Days after the examination, DHS moved to discipline career staff involved in arranging the test. On Aug. 1, at least six employees received letters temporarily suspending their access to classified information for allegedly providing false or misleading guidance about the polygraph requirement. The letters cited concerns about judgment, reliability, and adherence to security protocols.
Three days later, those staff members were placed on paid administrative leave pending an investigation. The affected employees included senior and junior officials across CISA’s security, leadership, and intelligence divisions. None responded to requests for comment.

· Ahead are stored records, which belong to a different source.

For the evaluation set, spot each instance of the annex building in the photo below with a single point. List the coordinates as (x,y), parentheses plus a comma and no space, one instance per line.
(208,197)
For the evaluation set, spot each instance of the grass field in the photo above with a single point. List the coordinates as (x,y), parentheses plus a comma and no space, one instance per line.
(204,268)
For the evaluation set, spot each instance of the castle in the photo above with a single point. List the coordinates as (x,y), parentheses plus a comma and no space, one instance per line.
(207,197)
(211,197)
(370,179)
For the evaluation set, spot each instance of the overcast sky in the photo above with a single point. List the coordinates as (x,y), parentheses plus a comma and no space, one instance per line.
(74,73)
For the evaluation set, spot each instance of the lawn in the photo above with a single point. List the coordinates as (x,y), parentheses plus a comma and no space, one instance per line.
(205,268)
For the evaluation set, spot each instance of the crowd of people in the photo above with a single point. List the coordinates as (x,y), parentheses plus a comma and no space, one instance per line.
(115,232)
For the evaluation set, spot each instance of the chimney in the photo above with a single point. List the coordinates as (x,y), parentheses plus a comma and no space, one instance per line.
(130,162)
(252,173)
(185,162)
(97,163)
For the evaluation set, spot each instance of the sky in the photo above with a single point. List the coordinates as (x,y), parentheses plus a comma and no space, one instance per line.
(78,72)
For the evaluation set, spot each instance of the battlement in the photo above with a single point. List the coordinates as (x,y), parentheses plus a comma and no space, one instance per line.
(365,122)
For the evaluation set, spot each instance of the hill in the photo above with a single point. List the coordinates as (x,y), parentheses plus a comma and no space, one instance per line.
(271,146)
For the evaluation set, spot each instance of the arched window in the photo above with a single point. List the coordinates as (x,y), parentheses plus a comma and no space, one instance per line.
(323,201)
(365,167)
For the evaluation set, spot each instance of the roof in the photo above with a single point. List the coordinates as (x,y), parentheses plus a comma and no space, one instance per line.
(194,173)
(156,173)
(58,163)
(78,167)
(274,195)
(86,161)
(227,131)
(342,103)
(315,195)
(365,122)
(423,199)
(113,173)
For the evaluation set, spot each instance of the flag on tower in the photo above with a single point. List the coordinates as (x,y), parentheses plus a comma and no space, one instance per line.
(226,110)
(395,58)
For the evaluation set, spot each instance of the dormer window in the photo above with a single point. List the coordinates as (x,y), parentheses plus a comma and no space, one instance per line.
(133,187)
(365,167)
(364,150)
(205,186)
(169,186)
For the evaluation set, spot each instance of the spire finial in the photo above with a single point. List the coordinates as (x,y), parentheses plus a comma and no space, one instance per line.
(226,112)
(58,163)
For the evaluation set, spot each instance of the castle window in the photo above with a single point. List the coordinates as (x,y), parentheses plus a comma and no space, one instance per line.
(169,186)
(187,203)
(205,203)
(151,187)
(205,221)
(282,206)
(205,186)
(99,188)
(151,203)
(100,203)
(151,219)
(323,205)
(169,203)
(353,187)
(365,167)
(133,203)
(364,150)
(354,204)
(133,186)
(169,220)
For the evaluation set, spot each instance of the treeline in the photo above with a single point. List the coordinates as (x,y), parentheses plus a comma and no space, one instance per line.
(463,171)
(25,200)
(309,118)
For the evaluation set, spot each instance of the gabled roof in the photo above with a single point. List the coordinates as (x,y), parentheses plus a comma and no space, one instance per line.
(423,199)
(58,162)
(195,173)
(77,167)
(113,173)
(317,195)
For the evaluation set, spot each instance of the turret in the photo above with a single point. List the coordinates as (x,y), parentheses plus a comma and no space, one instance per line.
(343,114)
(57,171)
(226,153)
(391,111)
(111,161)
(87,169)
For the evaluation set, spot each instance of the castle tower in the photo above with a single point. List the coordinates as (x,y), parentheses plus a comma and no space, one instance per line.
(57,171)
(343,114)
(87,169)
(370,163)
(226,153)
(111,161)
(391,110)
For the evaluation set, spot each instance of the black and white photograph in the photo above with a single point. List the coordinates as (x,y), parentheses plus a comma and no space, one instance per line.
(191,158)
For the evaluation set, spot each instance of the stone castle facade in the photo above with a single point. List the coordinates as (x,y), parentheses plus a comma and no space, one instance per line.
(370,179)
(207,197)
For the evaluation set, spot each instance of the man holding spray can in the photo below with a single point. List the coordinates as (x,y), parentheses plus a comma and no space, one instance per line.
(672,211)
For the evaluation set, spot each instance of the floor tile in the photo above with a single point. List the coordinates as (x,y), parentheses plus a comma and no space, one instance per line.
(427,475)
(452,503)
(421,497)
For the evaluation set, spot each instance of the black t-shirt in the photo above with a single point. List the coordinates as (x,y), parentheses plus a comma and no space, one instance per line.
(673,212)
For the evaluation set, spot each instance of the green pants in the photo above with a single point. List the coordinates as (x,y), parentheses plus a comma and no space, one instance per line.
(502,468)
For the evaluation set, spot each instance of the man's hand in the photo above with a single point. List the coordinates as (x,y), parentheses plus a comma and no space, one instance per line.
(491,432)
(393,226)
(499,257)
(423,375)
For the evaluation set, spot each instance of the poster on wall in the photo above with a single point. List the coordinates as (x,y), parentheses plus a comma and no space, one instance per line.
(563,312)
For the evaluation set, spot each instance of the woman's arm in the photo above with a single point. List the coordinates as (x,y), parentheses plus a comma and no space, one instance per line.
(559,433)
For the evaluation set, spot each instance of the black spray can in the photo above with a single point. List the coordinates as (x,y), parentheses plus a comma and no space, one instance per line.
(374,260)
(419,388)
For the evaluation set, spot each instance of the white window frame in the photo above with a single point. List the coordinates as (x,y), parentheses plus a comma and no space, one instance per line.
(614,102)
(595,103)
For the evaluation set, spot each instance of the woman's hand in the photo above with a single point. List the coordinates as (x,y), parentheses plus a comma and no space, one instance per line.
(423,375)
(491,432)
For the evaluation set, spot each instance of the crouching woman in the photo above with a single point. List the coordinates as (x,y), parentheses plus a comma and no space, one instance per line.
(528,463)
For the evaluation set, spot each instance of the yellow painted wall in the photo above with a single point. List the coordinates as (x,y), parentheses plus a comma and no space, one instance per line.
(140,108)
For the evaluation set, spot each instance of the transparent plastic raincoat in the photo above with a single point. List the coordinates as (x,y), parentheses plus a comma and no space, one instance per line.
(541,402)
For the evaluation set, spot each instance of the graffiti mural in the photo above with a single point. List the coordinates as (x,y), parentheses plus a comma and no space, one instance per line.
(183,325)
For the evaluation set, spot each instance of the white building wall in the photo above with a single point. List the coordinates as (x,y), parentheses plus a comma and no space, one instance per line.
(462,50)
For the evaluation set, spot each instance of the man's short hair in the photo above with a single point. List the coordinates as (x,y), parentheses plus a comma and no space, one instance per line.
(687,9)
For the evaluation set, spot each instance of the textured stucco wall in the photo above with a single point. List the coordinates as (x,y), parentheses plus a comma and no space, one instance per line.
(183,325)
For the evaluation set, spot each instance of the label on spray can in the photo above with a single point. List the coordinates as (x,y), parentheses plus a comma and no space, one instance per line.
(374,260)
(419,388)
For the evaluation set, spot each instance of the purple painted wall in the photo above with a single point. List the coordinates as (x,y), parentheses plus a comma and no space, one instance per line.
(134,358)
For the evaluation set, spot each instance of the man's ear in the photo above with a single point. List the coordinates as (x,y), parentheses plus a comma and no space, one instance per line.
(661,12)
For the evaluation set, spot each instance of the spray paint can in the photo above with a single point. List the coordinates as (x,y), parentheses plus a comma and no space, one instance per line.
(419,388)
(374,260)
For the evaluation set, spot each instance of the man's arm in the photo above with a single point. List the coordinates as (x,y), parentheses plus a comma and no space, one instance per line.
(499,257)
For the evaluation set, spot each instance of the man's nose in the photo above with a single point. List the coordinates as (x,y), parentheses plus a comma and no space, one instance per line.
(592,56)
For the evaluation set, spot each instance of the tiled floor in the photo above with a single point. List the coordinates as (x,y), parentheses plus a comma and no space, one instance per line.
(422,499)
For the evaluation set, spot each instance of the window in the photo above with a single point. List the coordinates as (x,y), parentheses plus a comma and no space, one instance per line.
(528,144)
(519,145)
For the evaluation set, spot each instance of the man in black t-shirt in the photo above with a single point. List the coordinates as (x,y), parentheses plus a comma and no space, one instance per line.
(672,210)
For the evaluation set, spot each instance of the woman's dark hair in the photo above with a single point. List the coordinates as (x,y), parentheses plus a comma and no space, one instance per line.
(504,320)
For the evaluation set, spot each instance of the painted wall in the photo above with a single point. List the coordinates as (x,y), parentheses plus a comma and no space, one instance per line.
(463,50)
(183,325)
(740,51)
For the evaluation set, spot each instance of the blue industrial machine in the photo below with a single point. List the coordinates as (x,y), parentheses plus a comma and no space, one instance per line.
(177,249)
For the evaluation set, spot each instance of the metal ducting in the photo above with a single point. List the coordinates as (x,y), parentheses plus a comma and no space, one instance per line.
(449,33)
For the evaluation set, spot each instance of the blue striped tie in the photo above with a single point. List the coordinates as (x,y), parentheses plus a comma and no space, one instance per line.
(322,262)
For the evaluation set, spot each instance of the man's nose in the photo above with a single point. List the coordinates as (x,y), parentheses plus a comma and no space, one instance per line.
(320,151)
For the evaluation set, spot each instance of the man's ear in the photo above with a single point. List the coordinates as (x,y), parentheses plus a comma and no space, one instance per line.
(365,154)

The DHS acting general counsel is overseeing the investigation, a common approach for politically sensitive cases involving tensions between career staff and political leadership, according to former DHS general counsel Stewart Baker.
Officials said it remains unclear whether Gottumukkala informed senior leadership that he had been advised access to the classified program was unnecessary or that he personally approved a second access request. Some DHS officials reportedly argued he could have sought a waiver to avoid the polygraph, an uncommon option that career staff may not have known existed.
Several officials criticized DHS for targeting staff who carried out the acting director’s instructions. “He ultimately chose to take the polygraph,” one official said. “There is only one person responsible for that decision.”
Sources also said it is unclear whether DHS reviewed Gottumukkala’s conduct following the failed test, raising concerns given CISA’s access to highly sensitive data of interest to foreign adversaries and cybercriminals.
Frequently Asked Questions
Who is Madhu Gottumukkala?
Madhu Gottumukkala is the acting director of the Cybersecurity and Infrastructure Security Agency (CISA).
Why was a polygraph test conducted?
The polygraph was required to determine eligibility to access a highly sensitive, controlled intelligence program.
Did Gottumukkala officially fail the polygraph?
Multiple officials say he did, though DHS disputes that he failed a sanctioned polygraph.
Why were CISA staff placed on leave?
DHS alleges staff misled leadership about the need for a polygraph, prompting an internal investigation.
How many employees were affected?
At least six career CISA employees were suspended and later placed on paid administrative leave.
Are polygraph tests legally reliable?
Polygraph results are generally not admissible in U.S. courts due to reliability concerns.
Why does this incident matter for CISA?
The episode raises questions about leadership judgment, accountability, and security at a critical U.S. cyber defense agency.
Conclusion
The polygraph controversy has exposed deeper leadership and accountability challenges within CISA amid heightened cybersecurity risk. While the circumstances surrounding the failed test remain disputed, the decision to discipline career staff who carried out leadership directives has intensified internal tensions and raised concerns about governance and judgment.